Il y a des entreprises dont on suit la logique sans effort. Apple vend cher, mais on sait pourquoi. Google met de l’IA partout, mais on appréhende l’enjeu derrière. Et puis il y a Snap, qu’on observe depuis des années avec la même question en tête : mais qu’est-ce qu’ils fabriquent, au juste ? Le groupe derrière Snapchat vient encore d’ajouter une couche à ce brouillard, et franchement, on a du mal à recoller les morceaux.
Specs, ce sont de vraies lunettes de réalité augmentée autonomes, capables d’afficher des objets virtuels dans le monde réel sans smartphone ni boîtier de calcul.
Pour aller plus loin
Snap revient dans la course des lunettes connectées avec un modèle hors de prix
Tout tient dans la monture : deux puces Qualcomm, des écrans LCoS maison, des verres qui se teintent en 10 secondes.

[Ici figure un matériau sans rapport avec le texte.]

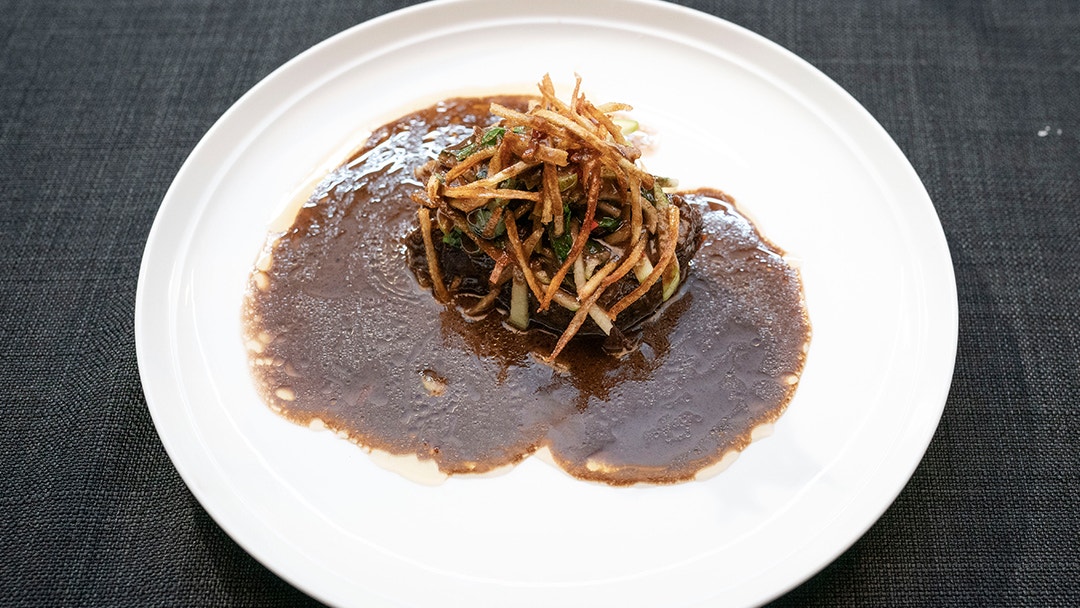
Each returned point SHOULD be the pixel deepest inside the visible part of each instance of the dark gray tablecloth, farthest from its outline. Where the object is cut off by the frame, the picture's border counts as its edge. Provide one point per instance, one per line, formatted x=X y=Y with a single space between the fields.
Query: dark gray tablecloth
x=102 y=102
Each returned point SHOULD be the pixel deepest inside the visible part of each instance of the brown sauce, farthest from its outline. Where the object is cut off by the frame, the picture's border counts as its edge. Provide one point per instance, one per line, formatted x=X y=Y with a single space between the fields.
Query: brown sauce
x=341 y=332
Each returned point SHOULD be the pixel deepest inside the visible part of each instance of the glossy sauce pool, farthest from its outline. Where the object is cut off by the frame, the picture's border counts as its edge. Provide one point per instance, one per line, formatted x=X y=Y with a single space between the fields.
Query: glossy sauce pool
x=341 y=335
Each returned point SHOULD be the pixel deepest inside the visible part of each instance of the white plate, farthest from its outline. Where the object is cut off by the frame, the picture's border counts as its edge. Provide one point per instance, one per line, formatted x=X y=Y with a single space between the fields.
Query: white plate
x=731 y=110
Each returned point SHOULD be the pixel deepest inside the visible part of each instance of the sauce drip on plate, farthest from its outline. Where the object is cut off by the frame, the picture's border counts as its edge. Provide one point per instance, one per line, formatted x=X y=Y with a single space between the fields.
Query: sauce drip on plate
x=340 y=332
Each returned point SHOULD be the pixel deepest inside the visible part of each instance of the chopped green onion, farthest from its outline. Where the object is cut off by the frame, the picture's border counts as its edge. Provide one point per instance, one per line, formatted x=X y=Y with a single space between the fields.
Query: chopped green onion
x=671 y=283
x=466 y=152
x=453 y=238
x=490 y=136
x=609 y=224
x=562 y=245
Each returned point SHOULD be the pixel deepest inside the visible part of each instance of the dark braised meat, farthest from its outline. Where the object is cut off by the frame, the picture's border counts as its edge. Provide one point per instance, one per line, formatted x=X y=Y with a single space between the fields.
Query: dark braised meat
x=548 y=214
x=470 y=273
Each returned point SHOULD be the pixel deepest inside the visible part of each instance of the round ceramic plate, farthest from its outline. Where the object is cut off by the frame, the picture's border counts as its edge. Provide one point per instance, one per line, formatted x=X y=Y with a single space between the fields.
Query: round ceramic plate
x=727 y=109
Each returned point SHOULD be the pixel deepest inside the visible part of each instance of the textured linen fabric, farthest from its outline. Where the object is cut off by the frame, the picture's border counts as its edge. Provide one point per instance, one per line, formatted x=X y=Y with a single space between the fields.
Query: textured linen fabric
x=102 y=102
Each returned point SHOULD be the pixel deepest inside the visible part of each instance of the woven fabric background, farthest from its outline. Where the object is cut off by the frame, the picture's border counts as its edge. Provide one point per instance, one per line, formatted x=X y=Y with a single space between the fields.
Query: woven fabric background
x=102 y=102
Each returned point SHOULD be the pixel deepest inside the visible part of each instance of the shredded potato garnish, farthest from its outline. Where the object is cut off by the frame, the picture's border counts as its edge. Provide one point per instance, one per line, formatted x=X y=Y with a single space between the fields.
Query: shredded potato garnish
x=564 y=175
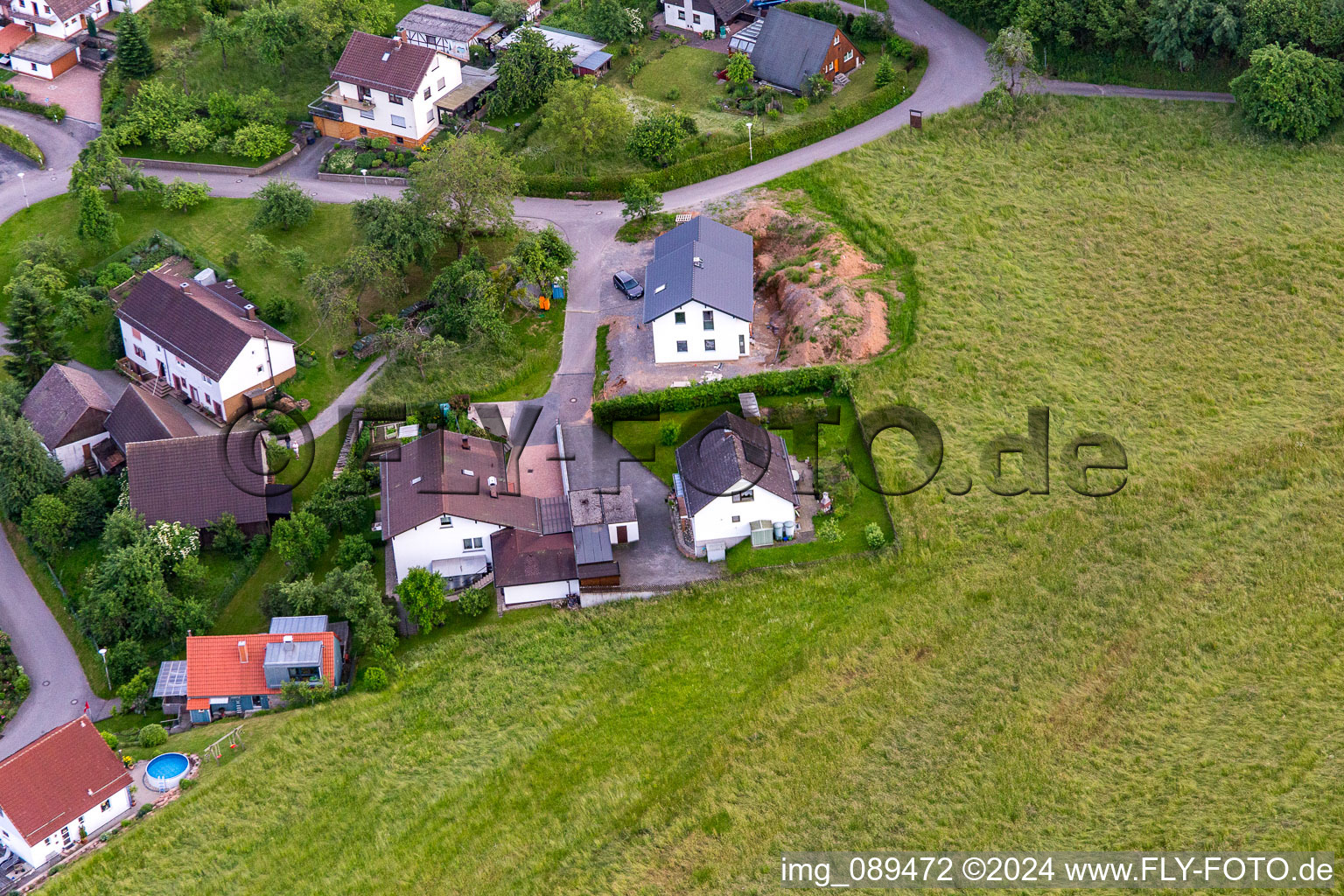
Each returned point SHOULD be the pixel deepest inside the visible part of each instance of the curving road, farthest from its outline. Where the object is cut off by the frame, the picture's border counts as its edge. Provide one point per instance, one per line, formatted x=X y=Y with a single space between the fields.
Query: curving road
x=956 y=75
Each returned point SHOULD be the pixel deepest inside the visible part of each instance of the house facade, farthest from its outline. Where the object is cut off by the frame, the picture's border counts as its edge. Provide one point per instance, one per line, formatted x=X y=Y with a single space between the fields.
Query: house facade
x=732 y=474
x=62 y=788
x=69 y=411
x=699 y=293
x=386 y=88
x=203 y=343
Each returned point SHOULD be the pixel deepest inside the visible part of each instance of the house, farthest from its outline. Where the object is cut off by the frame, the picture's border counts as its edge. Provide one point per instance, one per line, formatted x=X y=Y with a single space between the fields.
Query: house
x=137 y=416
x=234 y=675
x=69 y=410
x=697 y=293
x=198 y=479
x=452 y=32
x=704 y=15
x=734 y=476
x=790 y=49
x=533 y=569
x=386 y=88
x=443 y=497
x=202 y=341
x=591 y=57
x=63 y=786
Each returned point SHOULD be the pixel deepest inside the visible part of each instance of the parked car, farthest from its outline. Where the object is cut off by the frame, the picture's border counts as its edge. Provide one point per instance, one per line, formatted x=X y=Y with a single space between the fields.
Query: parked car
x=626 y=283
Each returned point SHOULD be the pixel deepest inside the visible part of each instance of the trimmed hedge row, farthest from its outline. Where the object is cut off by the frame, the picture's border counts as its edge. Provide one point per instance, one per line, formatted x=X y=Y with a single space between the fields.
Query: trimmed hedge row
x=686 y=398
x=724 y=161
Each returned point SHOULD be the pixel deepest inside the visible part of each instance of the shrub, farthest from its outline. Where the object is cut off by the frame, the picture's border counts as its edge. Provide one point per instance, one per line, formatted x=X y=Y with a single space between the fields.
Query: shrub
x=874 y=536
x=375 y=679
x=152 y=735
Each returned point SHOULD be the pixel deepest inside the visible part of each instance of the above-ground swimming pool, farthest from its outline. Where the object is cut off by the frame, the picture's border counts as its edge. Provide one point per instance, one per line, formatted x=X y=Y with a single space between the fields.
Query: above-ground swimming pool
x=164 y=771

Le tout pèse 132 grammes, soit deux fois et demie une paire de Ray-Ban Meta, pour 51 degrés de champ de vision et 4 heures d’autonomie annoncée. Livraison cet automne aux États-Unis, au Royaume-Uni et en France, après une décennie de recherche et plus de 3 milliards de dollars investis. Techniquement, Snap grille Apple, Meta et Google, comme on le racontait déjà lors du retour de la marque dans la course aux lunettes connectées.
Une prouesse technique, une stratégie illisible
Reconnaissons le mérite, le saut est réel. Là où les Ray-Ban Display de Meta posent juste un petit écran fixe dans un coin de l’œil, Specs incrustent une vraie couche numérique sur le décor, et le font sans aucun fil. C’est ce que Snap promettait, et il livre.
Mais une fois passée l’admiration, le doute revient. Les 4 heures d’autonomie mélangent audio et vraie AR, qui ne consomment rien de comparable, donc le chiffre ne dit pas grand-chose. Et pour un produit baptisé Specs, refuser de communiquer la définition des écrans ou le nom des puces, c’est presque une blague.

Et à 2 295 €, on ne voit pas bien le client. Trop cher pour le grand public, trop limité pour remplacer un téléphone, ces lunettes visent les développeurs et quelques passionnés fortunés, comme le Vision Pro d’Apple en son temps. C’est là que le mystère s’épaissit.
Snap a perdu 89 millions de dollars au premier trimestre 2026, viré 16 % de ses effectifs en avril, et vu mourir son partenariat à 400 millions avec Perplexity, son seul vrai pari sur l’IA. La boîte doit raboter 500 millions de coûts, et choisit pile ce moment pour lancer son produit le plus cher.
On peut admirer la cohérence d’une vision tenue depuis dix ans. On peut aussi se demander si quelqu’un, chez Snap, regarde encore les chiffres de ventes en lançant ces lunettes hors de prix.
Alors, qu’est-ce que Snap fabrique ? Peut-être le pari le plus courageux de son histoire. Peut-être une fuite en avant de plus, dans une longue série. Le plus troublant, c’est qu’on n’arrive toujours pas à trancher. Et que Snap, visiblement, non plus.